But I do think much of her tirade against liberal attitudes has a lot to do with the very human instinct towards self-preservation. She wants to be protected from outside attack and protected from death. I think the reason she attacks liberals is because she sees them, in a very real way, as dangerous. But I really believe that fear is not a good motivation and that those who are fearful are not good judges. I know when I was with Brendan I was so scared of him sometimes that I wasn't able to calm down and be rational. And when I wasn't under attack I was in a defensive mode, anticipating future attack. That's one reason I didn't want a gun in the house because I was afraid that I would be irrational enough to use it to defend myself. But perhaps Ann Coulter would be inclined to say that using a gun to protect myself against my abusive boyfriend would be only logical. The problem was I didn't want to be responsible for another person's death. I didn't want that kind of power even if it meant that I would die. I wanted to revere life and not destroy it. We've come to take guns so for granted that we've stopped saying that human life is sacred. But not during any recorded history has there been a time of world peace, so perhaps it's not surprising that few people are willing to believe in the possibility of it. Instead fear is one of the great motivators for human action.

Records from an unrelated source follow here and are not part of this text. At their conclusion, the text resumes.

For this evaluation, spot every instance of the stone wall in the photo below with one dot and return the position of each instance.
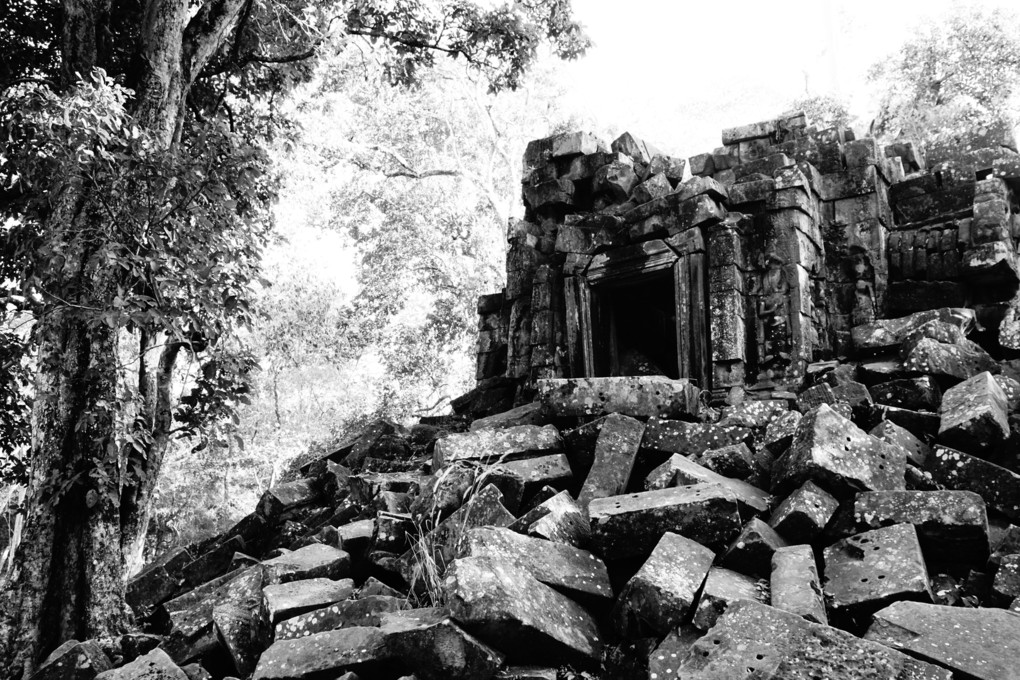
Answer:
(778, 243)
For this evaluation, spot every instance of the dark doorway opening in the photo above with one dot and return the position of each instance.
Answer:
(635, 329)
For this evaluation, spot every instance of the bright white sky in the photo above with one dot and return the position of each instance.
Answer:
(675, 72)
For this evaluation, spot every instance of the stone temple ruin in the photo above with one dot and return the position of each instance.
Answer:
(760, 264)
(758, 424)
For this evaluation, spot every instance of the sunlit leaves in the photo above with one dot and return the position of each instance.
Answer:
(952, 75)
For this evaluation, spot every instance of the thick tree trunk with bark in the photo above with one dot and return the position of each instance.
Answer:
(82, 518)
(68, 577)
(157, 404)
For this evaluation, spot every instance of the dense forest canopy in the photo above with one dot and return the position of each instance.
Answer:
(137, 191)
(160, 327)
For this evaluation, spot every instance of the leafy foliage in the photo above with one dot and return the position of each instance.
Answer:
(952, 75)
(824, 110)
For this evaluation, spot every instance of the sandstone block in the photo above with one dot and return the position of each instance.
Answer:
(570, 570)
(73, 661)
(889, 432)
(366, 611)
(508, 608)
(956, 470)
(723, 587)
(868, 570)
(315, 561)
(751, 553)
(615, 452)
(284, 600)
(638, 397)
(948, 362)
(973, 415)
(752, 640)
(920, 394)
(154, 666)
(952, 526)
(491, 445)
(980, 643)
(1006, 586)
(795, 583)
(830, 449)
(804, 514)
(677, 436)
(662, 594)
(559, 519)
(630, 525)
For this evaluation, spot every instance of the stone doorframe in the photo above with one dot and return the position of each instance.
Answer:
(684, 256)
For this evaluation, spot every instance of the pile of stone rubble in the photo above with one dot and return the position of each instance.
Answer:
(619, 527)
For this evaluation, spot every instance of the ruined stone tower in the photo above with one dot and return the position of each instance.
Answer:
(756, 266)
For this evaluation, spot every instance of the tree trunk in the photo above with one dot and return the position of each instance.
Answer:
(144, 467)
(68, 577)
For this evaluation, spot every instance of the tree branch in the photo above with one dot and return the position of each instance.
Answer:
(423, 174)
(206, 32)
(410, 42)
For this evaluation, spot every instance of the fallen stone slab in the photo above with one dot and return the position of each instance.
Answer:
(974, 415)
(663, 660)
(553, 470)
(286, 599)
(796, 586)
(680, 471)
(920, 394)
(570, 570)
(73, 661)
(734, 461)
(366, 611)
(423, 641)
(159, 581)
(579, 445)
(867, 571)
(779, 432)
(721, 588)
(527, 673)
(1006, 586)
(638, 397)
(489, 446)
(283, 498)
(752, 640)
(244, 631)
(831, 450)
(804, 514)
(979, 643)
(889, 333)
(630, 525)
(559, 519)
(754, 414)
(526, 414)
(435, 647)
(191, 614)
(154, 666)
(314, 561)
(509, 609)
(615, 453)
(889, 432)
(948, 363)
(952, 525)
(362, 649)
(662, 594)
(483, 509)
(956, 470)
(751, 553)
(676, 436)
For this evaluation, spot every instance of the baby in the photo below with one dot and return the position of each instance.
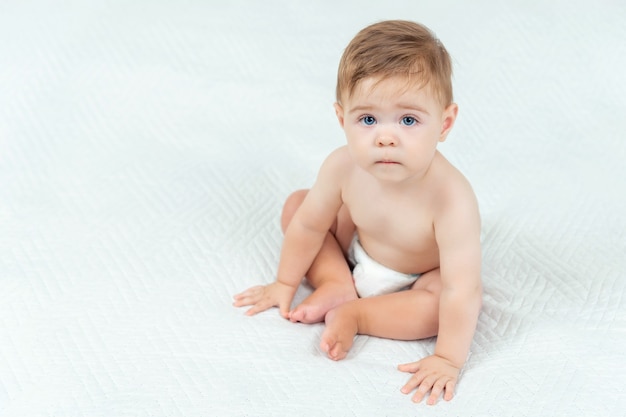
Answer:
(389, 234)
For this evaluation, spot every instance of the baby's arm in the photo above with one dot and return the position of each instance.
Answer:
(457, 231)
(303, 239)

I think fear and anger are closely linked. What makes you afraid also on some level makes you angry. If you are attacked your initial reaction may be fear but often that fear turns into anger and acting out in response. But the amazing thing about love/compassion is that it neutralizes fear and anger. Yes, of course, if only a few people practice compassion daily, then the effect upon the world will be small but what if the majority of people changed their defensive and potentially aggressive stance to one of compassion? If you can't envision a better world from the safety of your home, how can you ever create it? For those who do practice compassion, be they Jewish, Christian, Muslim, HIndu or Buddhist, I do feel a sense of gratitude for I see them as being the glue that ultimately holds the world together. But, of course, Anne Coulter would probably see them as the opposite... Is it possible to compromise and reconcile?